Adam Smith
Adam Smith

Reputation: 511

Stopping Program in Jupyter

I'm using the Jupyter (previously iPython Notebooks) environment, with Python 3, and I want a program to terminate early.

Usually in Python, I'd just do a raise SystemExit or sys.exit().

However, in the Jupyter environment, I'm stuck with the ugly message "An exception has occurred, use %tb to see the full traceback." Is there a way in Jupyter to just tell the program to terminate immediately, without error?

Thanks.

Upvotes: 6

Views: 4107

Answers (3)

Shadi
Shadi

Reputation: 10335

If you're running the notebook programatically with nbconvert, consider setting up a custom Exception (or something like KeyboardInterrupt), raising it in the notebook, running the notebook using the nbconvert python api (ref), catching the exception, and not bubbling it.

Example (untested) code:

Notebook notebook.ipynb:

Cell 1: print("foo")
Cell 2: from main import EarlyReturn; raise EarlyReturn
Cell 3: print("bar")

main.py:

class EarlyReturn(Exception):
    pass


def run_notebook(notebook_filename):
    import nbformat
    from nbconvert.preprocessors import ExecutePreprocessor
    from nbconvert.preprocessors import CellExecutionError

    with open(notebook_filename) as f:
        nb = nbformat.read(f, as_version=4)

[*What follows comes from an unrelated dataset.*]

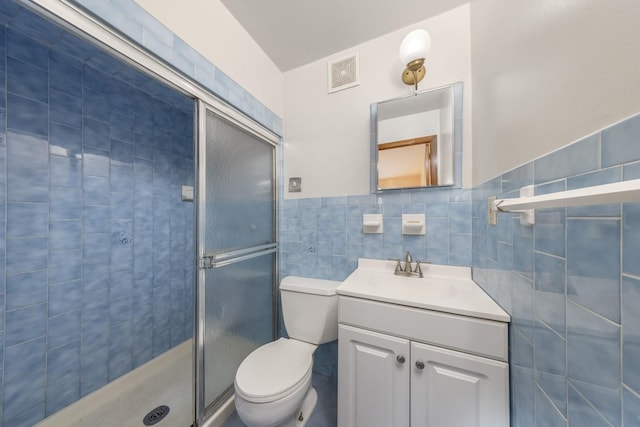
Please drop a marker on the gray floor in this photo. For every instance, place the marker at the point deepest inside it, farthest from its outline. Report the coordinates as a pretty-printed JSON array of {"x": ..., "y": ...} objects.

    ep = ExecutePreprocessor(timeout=600, kernel_name='python3')
    try:
        ep.preprocess(nb, {'metadata': {'path': 'notebooks/'}})
    except CellExecutionError as e:
        if e.ename == 'EarlyReturn':
            pass
        else:
            msg = 'Error executing the notebook "%s".\n\n' % notebook_filename
            msg += 'See notebook "%s" for the traceback.\n\n' % "executed_notebook.ipynb"
            print(msg)
            raise

    finally:
        with open('executed_notebook.ipynb', 'w', encoding='utf-8') as f:
            nbformat.write(nb, f)


if __name__ == '__main__':
    run_notebook('notebook.ipynb')

and run the notebook as: python3 main.py

Upvotes: 1

Matthew Hall
Matthew Hall

Reputation: 31

I recently had this same problem. My solution is to use return like this:

if __name__ == '__main__':
    # Some code
    if something_went_wrong:
        return

    # Carry on if nothing happened.

This allows the code to stop without killing the kernel or giving you the ugly stack trace.

Upvotes: 3

user6257803
user6257803

Reputation:

If you're using the web interface, simply hit the interrupt kernel button in the toolbar. This throws a KeyboardInterrupt and immediately stops execution of the cell.